When it comes to a disability and a return-to-work plan, it should be a team effort, according to Gakhar.

“Both parties have to work together, and other parties also become involved, like medical professionals, the chiropractor, all sorts of resources – but the employer and employee have to work together to find a way forward,” she says.

The tribunal found that the evidence didn’t show that the worker’s disability prevented him from performing the modified work offered by the TTC. The TTC accepted his disability claims and repeatedly sought to make a return-to-work plan that accommodated his restrictions, but the worker didn’t co-operate with the plan and continued to collect sick benefits, said the tribunal.

Termination not discriminatory

The tribunal determined that it was reasonable for the TTC to conclude that the worker falsely claimed that he was totally disabled to collect sick pay without working, and this was the sole reason for dismissal, not the worker’s disability.

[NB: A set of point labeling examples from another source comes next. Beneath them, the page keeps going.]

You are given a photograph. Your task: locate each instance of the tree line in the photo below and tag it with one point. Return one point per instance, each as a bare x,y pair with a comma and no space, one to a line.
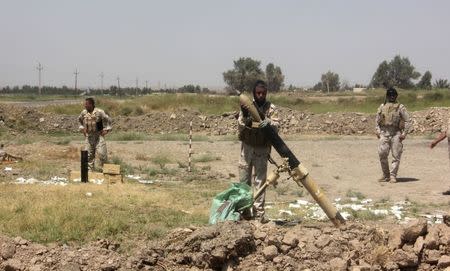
398,72
111,91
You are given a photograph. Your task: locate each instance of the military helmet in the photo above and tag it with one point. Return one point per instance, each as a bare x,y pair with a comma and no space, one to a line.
391,92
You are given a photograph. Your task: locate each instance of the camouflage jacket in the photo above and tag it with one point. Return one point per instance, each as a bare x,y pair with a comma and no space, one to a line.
249,131
95,121
392,119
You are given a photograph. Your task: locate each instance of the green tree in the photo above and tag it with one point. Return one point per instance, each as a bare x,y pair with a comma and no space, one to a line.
398,72
244,74
381,78
330,82
274,77
441,83
425,81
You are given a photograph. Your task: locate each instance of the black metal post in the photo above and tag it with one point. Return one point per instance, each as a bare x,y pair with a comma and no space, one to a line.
84,166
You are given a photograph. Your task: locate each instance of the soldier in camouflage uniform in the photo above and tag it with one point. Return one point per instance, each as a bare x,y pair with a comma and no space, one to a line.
95,124
392,126
255,147
444,134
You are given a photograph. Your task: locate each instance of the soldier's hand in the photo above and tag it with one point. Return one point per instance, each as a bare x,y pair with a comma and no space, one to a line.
244,109
264,123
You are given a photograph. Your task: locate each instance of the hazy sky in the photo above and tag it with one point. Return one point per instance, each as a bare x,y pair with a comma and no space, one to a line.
195,41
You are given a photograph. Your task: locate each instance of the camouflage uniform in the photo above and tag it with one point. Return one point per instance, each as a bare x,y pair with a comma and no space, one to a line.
94,123
2,154
255,149
392,121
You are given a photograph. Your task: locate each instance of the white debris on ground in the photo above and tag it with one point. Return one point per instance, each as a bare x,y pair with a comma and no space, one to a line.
55,180
311,210
96,181
139,179
285,212
22,180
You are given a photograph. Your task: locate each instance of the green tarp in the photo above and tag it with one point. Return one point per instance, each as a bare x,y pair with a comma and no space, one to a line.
228,204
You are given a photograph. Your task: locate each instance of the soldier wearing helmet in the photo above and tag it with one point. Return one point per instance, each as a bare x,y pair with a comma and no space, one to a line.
392,126
255,147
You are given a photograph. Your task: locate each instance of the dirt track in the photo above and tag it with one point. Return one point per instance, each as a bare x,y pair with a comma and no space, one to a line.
337,165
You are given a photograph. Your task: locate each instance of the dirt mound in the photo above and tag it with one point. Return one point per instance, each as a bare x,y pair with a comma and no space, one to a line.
251,246
19,118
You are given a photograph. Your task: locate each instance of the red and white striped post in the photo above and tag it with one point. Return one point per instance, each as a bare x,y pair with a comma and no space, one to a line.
190,146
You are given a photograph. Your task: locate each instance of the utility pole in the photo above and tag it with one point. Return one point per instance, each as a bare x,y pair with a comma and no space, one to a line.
137,85
101,81
40,68
76,78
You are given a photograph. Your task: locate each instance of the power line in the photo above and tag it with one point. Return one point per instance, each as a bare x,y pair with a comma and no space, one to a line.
39,68
76,78
102,75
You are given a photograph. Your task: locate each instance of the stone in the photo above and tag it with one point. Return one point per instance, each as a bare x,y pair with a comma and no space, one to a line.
270,252
338,264
285,249
432,256
290,239
71,267
444,261
395,239
418,245
432,238
323,241
405,259
259,235
7,250
36,268
414,229
20,241
13,265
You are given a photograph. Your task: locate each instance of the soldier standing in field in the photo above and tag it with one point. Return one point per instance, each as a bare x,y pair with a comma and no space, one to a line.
255,147
392,126
95,124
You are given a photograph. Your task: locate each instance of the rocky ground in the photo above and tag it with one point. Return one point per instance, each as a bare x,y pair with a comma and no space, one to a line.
250,246
292,122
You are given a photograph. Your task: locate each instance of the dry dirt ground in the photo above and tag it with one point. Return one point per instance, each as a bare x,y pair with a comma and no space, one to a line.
338,164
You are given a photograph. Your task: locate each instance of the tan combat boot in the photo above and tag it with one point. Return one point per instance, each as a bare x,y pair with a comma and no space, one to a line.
383,179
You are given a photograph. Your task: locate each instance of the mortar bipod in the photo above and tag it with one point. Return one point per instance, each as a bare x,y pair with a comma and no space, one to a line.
273,177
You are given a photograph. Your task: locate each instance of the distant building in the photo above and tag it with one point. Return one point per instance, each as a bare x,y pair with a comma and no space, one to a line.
357,90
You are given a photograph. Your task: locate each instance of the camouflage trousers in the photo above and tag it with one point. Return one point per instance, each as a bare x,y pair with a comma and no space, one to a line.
96,144
254,158
387,144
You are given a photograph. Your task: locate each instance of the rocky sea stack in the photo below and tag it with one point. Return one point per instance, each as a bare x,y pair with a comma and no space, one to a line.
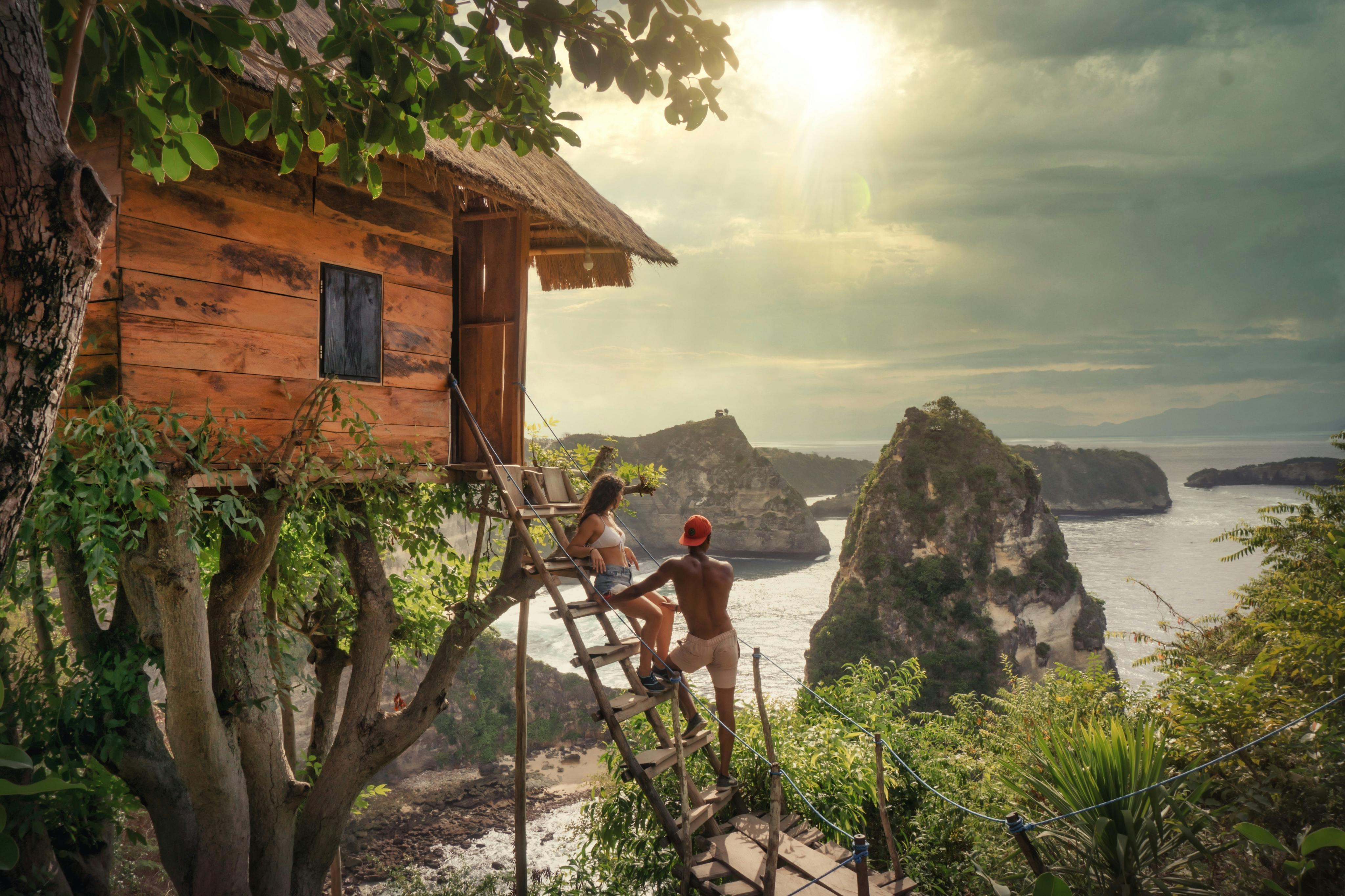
953,557
713,471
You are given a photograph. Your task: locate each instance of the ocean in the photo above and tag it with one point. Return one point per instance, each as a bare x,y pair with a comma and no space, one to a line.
777,602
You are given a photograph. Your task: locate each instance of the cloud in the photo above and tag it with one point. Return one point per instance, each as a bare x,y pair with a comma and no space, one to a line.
1108,207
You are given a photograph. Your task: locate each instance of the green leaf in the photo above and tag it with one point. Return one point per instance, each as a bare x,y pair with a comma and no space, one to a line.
1051,886
85,123
1323,837
1259,836
201,151
154,113
14,758
205,93
259,125
45,786
177,163
231,124
376,179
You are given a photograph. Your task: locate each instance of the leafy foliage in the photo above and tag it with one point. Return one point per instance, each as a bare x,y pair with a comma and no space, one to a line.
385,78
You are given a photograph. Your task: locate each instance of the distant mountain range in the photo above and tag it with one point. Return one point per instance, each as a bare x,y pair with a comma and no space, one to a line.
1265,416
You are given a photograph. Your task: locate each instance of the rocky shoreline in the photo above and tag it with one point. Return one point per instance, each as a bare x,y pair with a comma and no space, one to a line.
435,816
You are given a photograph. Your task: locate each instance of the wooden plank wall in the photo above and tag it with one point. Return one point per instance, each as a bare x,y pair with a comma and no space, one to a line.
217,303
492,328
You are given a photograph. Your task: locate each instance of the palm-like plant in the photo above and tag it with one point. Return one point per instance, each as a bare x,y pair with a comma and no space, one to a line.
1145,843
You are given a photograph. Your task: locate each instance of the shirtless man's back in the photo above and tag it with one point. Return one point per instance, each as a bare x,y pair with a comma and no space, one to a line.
703,589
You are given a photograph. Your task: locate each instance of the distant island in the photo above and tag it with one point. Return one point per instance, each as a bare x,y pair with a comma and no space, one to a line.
1304,472
1072,481
1098,480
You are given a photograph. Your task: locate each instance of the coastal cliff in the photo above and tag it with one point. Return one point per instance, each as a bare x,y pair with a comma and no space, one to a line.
713,471
816,473
1098,480
1304,472
953,557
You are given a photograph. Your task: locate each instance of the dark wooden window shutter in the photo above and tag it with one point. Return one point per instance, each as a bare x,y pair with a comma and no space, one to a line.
352,324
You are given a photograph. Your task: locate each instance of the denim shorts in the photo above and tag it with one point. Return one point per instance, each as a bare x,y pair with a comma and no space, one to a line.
614,578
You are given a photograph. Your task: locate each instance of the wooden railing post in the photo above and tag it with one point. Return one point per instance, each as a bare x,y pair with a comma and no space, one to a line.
883,809
773,844
1029,852
521,753
685,845
861,864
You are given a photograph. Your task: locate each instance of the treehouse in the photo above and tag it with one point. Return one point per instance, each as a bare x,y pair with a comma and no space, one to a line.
241,289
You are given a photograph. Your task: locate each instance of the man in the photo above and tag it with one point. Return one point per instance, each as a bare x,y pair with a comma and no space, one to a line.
703,589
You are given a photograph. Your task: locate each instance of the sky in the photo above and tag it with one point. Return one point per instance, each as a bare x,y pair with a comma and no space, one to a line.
1071,211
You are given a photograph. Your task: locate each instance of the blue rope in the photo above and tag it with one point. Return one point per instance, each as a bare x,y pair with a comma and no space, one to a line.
576,463
684,684
888,747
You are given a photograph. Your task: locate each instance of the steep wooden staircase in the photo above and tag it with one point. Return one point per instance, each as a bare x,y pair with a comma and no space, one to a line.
735,859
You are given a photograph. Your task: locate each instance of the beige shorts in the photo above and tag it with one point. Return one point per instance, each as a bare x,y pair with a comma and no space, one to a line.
719,656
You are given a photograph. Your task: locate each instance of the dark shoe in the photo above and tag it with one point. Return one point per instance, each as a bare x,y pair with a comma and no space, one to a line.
693,726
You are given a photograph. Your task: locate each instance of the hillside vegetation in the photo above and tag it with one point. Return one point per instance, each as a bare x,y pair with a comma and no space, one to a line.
816,473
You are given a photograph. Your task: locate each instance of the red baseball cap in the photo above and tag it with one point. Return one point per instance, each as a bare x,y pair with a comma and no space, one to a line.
696,531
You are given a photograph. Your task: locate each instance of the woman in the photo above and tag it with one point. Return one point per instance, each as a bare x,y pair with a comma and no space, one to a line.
603,541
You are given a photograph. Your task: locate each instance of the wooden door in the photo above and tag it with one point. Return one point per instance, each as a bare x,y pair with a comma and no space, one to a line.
490,323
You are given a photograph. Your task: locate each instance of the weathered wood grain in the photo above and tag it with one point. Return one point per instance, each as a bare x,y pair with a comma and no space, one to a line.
274,398
413,224
416,371
419,307
422,340
234,217
202,303
162,249
158,342
100,335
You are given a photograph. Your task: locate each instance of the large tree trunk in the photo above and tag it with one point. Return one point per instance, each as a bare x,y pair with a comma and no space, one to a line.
165,571
53,217
144,762
370,738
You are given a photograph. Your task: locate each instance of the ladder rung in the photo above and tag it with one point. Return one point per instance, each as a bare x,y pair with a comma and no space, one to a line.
580,609
631,704
700,815
605,655
655,762
735,888
717,797
711,870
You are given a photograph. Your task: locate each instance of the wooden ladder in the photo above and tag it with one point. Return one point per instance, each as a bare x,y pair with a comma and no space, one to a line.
646,766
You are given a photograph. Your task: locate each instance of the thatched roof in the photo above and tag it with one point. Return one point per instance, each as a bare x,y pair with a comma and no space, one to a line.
542,184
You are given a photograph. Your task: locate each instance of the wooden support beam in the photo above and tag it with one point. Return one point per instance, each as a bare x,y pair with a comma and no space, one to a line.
487,215
575,250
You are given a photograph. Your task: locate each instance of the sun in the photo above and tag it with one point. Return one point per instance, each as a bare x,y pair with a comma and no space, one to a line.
820,58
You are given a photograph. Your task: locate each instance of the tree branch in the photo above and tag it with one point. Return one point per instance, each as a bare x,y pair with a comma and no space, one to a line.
73,55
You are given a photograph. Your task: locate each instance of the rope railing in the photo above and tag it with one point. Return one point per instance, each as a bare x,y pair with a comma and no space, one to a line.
1016,825
682,683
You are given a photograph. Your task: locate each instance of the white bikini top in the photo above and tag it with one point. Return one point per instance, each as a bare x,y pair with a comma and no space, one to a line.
611,537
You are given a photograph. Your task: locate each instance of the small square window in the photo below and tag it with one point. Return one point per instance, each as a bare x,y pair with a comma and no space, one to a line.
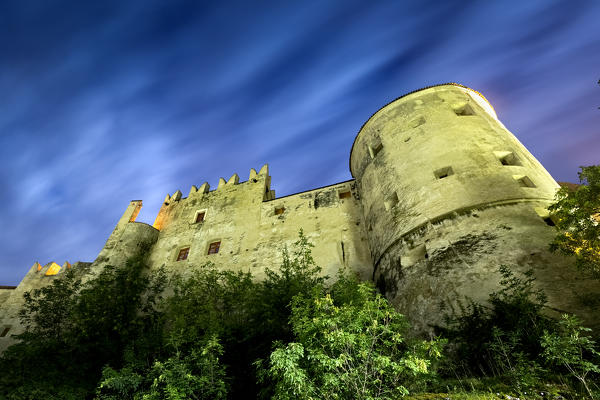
443,172
375,147
183,253
213,248
391,201
345,195
507,158
549,221
524,181
464,110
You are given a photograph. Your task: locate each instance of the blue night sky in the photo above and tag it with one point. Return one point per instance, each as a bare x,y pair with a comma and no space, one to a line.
107,101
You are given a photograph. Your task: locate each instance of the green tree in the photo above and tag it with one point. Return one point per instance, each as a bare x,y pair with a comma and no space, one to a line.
576,214
74,329
570,347
504,337
356,350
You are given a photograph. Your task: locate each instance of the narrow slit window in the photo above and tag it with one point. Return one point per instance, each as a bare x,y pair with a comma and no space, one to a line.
391,201
524,181
183,254
464,110
345,195
214,247
443,172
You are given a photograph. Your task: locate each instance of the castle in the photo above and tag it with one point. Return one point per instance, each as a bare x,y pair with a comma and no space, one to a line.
442,194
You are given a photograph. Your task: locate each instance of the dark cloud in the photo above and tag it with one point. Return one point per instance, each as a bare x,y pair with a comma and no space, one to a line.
104,102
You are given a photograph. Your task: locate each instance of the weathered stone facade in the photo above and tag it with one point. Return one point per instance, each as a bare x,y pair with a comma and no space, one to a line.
442,195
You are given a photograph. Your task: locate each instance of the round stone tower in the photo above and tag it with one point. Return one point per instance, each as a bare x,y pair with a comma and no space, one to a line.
449,195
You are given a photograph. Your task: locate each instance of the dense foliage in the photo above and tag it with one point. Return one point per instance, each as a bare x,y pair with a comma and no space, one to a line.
130,333
576,214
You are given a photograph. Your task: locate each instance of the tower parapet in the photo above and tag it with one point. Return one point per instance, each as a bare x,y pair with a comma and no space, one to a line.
448,195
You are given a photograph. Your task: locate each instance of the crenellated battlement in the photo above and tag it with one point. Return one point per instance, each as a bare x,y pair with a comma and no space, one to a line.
442,195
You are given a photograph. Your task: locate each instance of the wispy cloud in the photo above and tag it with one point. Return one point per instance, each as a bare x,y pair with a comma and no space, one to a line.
112,101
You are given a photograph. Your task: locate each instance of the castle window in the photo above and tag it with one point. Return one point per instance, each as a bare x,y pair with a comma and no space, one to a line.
416,122
183,254
5,331
345,195
549,221
391,201
507,158
213,248
464,110
375,148
523,181
443,172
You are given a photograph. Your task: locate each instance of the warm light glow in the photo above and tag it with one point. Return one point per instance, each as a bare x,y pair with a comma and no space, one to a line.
53,269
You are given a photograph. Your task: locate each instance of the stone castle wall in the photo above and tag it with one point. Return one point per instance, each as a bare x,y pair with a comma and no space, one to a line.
442,195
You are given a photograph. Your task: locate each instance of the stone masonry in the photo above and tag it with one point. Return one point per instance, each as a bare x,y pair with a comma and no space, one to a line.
442,195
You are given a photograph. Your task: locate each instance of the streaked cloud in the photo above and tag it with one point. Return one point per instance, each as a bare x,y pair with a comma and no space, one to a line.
111,101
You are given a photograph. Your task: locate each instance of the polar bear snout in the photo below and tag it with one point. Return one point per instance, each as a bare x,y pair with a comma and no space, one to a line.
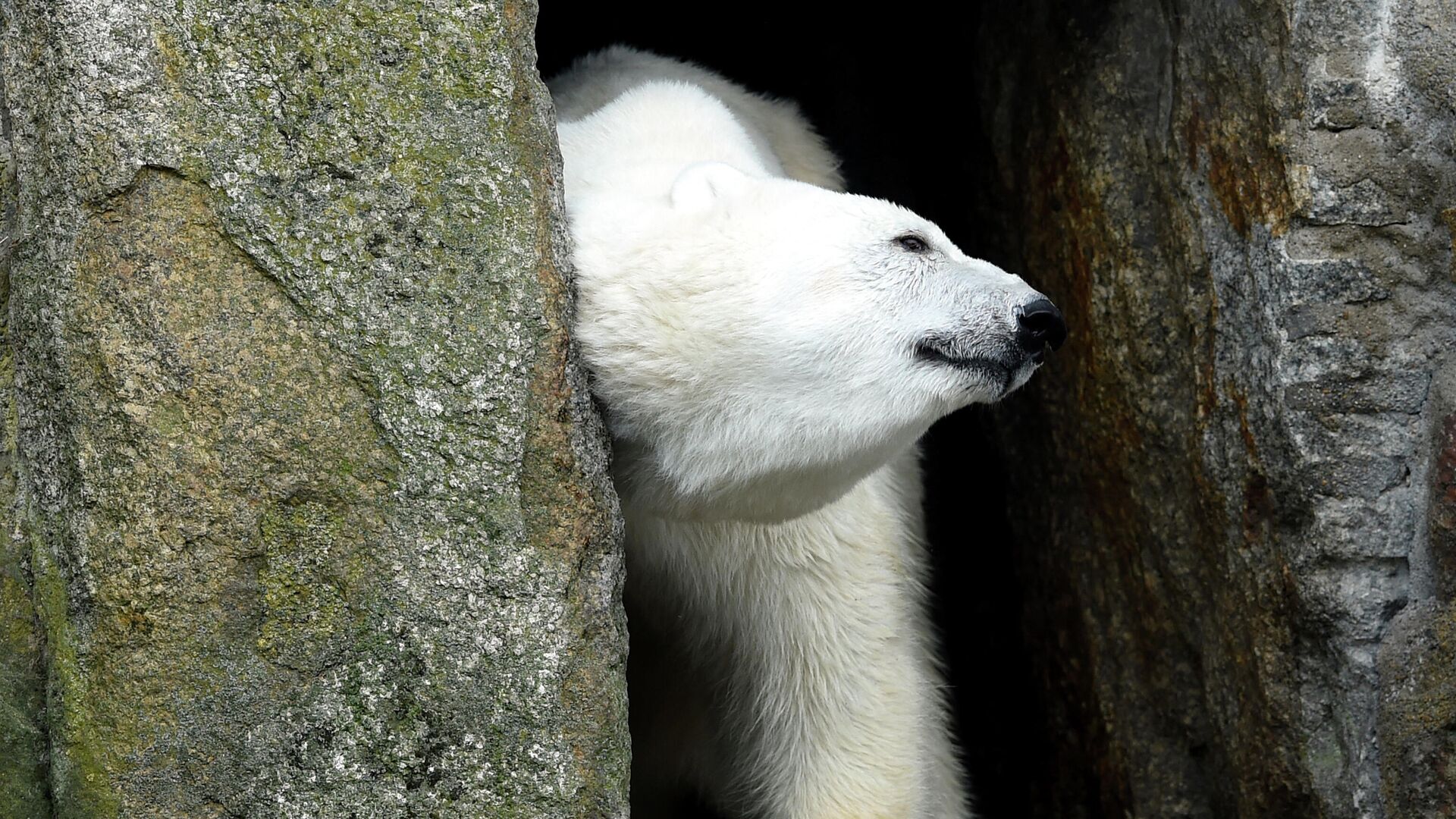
1040,325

The application was dismissed.

“The [TTC] did a really good job in showing that it met its duty to accommodate, provided a return-to-work plan and modified duties, and the worker didn’t co-operate,” says Gakhar. “And that gave it even more reason to use the footage to its advantage and prove that the employee’s termination of employment had nothing to do with discrimination.”

A key part of the employer’s duty to accommodate disabled employees is to offer modified work, as it helps bolster the argument that the employer has met its duty to accommodate and puts the onus back on the employee to co-operate, says Gakhar.

“In recent years, I think employment law has become very employee-friendly, but I think this case lends support to employers as well,” she says. “And it’s a helpful balance to ensure a fair and respectful workplace, showing what an employer can do to support an employee, but also what an employee can do to support the employer in [return-to-work] circumstances.”

See D’Arienzo v. Toronto Transit Commission, 2025 HRTO 1632.